Part 3: Product value refinement
The core value of the “Digital Intelligence Staff” product is to promote the digital transformation of enterprises fromHe gave the fish to the people“(Provide data reports) to “Teach people to fish, and pair them with AI fishermen“A fundamental shift in “providing analytical capabilities and decision-making partners.”
1. Value to business personnel: empowerment and burden reduction
- Lowering the Barrier to Analysis:“Inclusive” complex data analysis capabilities, so that ordinary business personnel who do not understand SQL or Python can become data analysis masters, and realize that “everyone is a data analyst”.
- Increased productivity:Free business personnel from tedious, repetitive data retrieval and organization, allowing them to focus on business strategy thinking and execution, and multiply their work efficiency.
- Improve decision-making quality:It no longer provides cold data, but integrates business knowledge, in-depth and warm insights and suggestions to help business personnel make more accurate and timely decisions.
2. Value to the enterprise: efficiency increase and precipitation
- Accelerating the Decision Closure:Dramatically shorten the cycle from “data generation” to “insight discovery” to “business action”, allowing enterprises to respond faster to market changes and seize fleeting business opportunities.

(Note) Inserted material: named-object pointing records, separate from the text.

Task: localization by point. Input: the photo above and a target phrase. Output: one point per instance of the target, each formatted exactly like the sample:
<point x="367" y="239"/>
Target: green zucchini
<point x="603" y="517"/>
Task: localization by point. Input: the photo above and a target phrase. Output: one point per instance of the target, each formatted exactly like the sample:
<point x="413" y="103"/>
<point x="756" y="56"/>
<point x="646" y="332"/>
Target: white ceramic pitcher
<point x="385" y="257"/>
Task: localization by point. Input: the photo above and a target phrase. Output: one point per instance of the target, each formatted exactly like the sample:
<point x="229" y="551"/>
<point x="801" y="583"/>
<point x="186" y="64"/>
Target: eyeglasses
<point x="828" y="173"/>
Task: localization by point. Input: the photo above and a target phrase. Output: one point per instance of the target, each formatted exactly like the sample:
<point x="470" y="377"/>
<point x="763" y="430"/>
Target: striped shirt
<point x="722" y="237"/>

- Precipitate tacit knowledge:The analysis ideas and business experience of experts are solidified in the form of RAG knowledge base, and turned into digital assets that can be reused and inherited by enterprises, breaking down knowledge barriers and improving the “data IQ” of the organization as a whole.

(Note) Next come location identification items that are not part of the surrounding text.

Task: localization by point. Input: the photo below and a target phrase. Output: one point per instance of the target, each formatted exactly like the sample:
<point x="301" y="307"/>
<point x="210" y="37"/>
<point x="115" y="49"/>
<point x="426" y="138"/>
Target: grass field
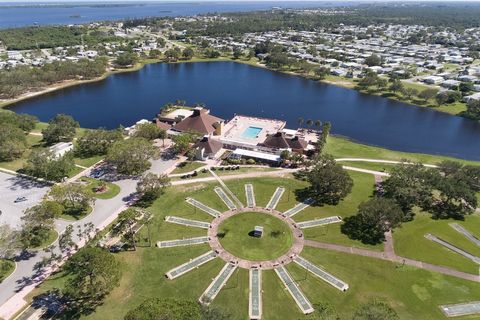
<point x="276" y="240"/>
<point x="187" y="166"/>
<point x="344" y="148"/>
<point x="76" y="216"/>
<point x="52" y="236"/>
<point x="92" y="185"/>
<point x="413" y="293"/>
<point x="410" y="241"/>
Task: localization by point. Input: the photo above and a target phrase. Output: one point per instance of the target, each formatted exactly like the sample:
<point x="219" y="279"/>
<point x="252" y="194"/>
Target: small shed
<point x="258" y="231"/>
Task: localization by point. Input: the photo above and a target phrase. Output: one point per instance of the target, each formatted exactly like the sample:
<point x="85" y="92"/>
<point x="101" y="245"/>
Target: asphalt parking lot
<point x="13" y="187"/>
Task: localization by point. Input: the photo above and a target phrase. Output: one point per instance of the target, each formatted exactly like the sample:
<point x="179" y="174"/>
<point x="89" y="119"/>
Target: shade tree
<point x="97" y="141"/>
<point x="374" y="217"/>
<point x="131" y="156"/>
<point x="42" y="163"/>
<point x="329" y="182"/>
<point x="61" y="128"/>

- Maximize the value of your data assets:Completely revitalize the massive data dormant in the data platform, transform it into a powerful driver of business growth, and ensure that enterprises get real returns on their huge investments in digital transformation.
Ultimately, this product will become a key symbol of digital transformation success. It is not only a tool, but also one of the core competitiveness of enterprises in the digital age, and the “intelligent center” of the enterprise brain, ensuring that enterprises can always see, think clearly and act quickly in the complex and changeable market environment.